[Intel-gfx] [PATCH 10/10] drm/i915/gtt: Setup phys pages for 3lvl pdps

Fri Jun 14 17:36:55 UTC 2019

Quoting Mika Kuoppala (2019-06-14 17:43:50)
> If we setup backing phys page for 3lvl pdps, even they
> are not used, we lose 5 pages per ppgtt.
> 
> Trading this memory on bsw, we gain more common code paths for all
> gen8+ directory manipulation. And those paths are now void of checks
> for page directory type, making the hot paths faster.
> 
> Signed-off-by: Mika Kuoppala <mika.kuoppala at linux.intel.com>
> ---
>  drivers/gpu/drm/i915/i915_gem_gtt.c | 112 +++++++++++++++++-----------
>  1 file changed, 68 insertions(+), 44 deletions(-)
> 
> diff --git a/drivers/gpu/drm/i915/i915_gem_gtt.c b/drivers/gpu/drm/i915/i915_gem_gtt.c
> index ba2802c25d13..c76c92072d54 100644
> --- a/drivers/gpu/drm/i915/i915_gem_gtt.c
> +++ b/drivers/gpu/drm/i915/i915_gem_gtt.c
> @@ -714,22 +714,14 @@ static struct i915_page_directory *alloc_pd(struct i915_address_space *vm)
>         return pd;
>  }
>  
> -static inline bool pd_has_phys_page(const struct i915_page_directory * const pd)
> -{
> -       return pd->base.page;
> -}
> -
>  static void free_pd(struct i915_address_space *vm,
>                     struct i915_page_directory *pd)
>  {
> -       if (likely(pd_has_phys_page(pd)))
> -               cleanup_page_dma(vm, &pd->base);
> -
> +       cleanup_page_dma(vm, &pd->base);
>         kfree(pd);
>  }
>  
>  #define init_pd(vm, pd, to) {                                  \
> -       GEM_DEBUG_BUG_ON(!pd_has_phys_page(pd));                \
>         fill_px((vm), (pd), gen8_pde_encode(px_dma(to), I915_CACHE_LLC)); \
>         memset_p((pd)->entry, (to), 512);                               \
>  }
> @@ -747,8 +739,7 @@ static void __set_pd_entry(struct i915_page_directory * const pd,
>  
>  #define set_pd_entry(pd, pde, to) ({                                   \
>         (pd)->entry[(pde)] = (to);                                      \
> -       if (likely(pd_has_phys_page(pd)))                               \
> -               __set_pd_entry((pd), (pde),                             \
> +       __set_pd_entry((pd), (pde),                                     \
>                        gen8_pde_encode(px_dma(to), I915_CACHE_LLC));    \
>  })

The macro seems like it is redundant now as well, since __set_pd_entry
should be able to set pd->entry[pde] = to.
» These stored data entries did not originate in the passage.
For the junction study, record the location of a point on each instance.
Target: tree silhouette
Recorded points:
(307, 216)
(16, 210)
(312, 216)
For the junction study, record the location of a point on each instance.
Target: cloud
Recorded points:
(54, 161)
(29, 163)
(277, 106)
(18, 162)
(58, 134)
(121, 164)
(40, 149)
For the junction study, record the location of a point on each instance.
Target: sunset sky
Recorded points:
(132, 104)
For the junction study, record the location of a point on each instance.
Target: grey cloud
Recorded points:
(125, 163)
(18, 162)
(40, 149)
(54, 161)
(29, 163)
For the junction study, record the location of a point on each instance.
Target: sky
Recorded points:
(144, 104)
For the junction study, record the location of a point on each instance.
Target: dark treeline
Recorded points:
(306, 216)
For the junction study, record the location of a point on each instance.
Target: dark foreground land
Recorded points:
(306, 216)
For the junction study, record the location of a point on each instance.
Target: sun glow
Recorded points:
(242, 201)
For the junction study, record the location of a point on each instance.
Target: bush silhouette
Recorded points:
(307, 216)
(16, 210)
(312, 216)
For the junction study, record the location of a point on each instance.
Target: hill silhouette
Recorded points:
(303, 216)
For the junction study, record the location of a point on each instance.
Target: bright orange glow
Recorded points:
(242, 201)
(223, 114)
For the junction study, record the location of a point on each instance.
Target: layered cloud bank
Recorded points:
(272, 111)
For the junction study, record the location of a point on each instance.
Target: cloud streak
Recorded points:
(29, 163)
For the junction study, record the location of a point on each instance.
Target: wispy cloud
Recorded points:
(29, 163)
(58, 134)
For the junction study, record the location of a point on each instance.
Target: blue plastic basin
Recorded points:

Or at least one step too
large.

Ok, I'm willing to make the sacrifice for simplicity. I think the extra
allocation will be in the noise, you need a lot of contexts with small
workloads for it to be a significant factor i.e. microbenchmarks. And
even GL microbenchmarks tend to do some GL so aren't that sensitive to
context allocation rates. OglDrvCtx springs to mind. That would be a
reasonable sanity check that this is indeed in the noise.

The only question is does this not become simpler if we do this earlier?
-Chris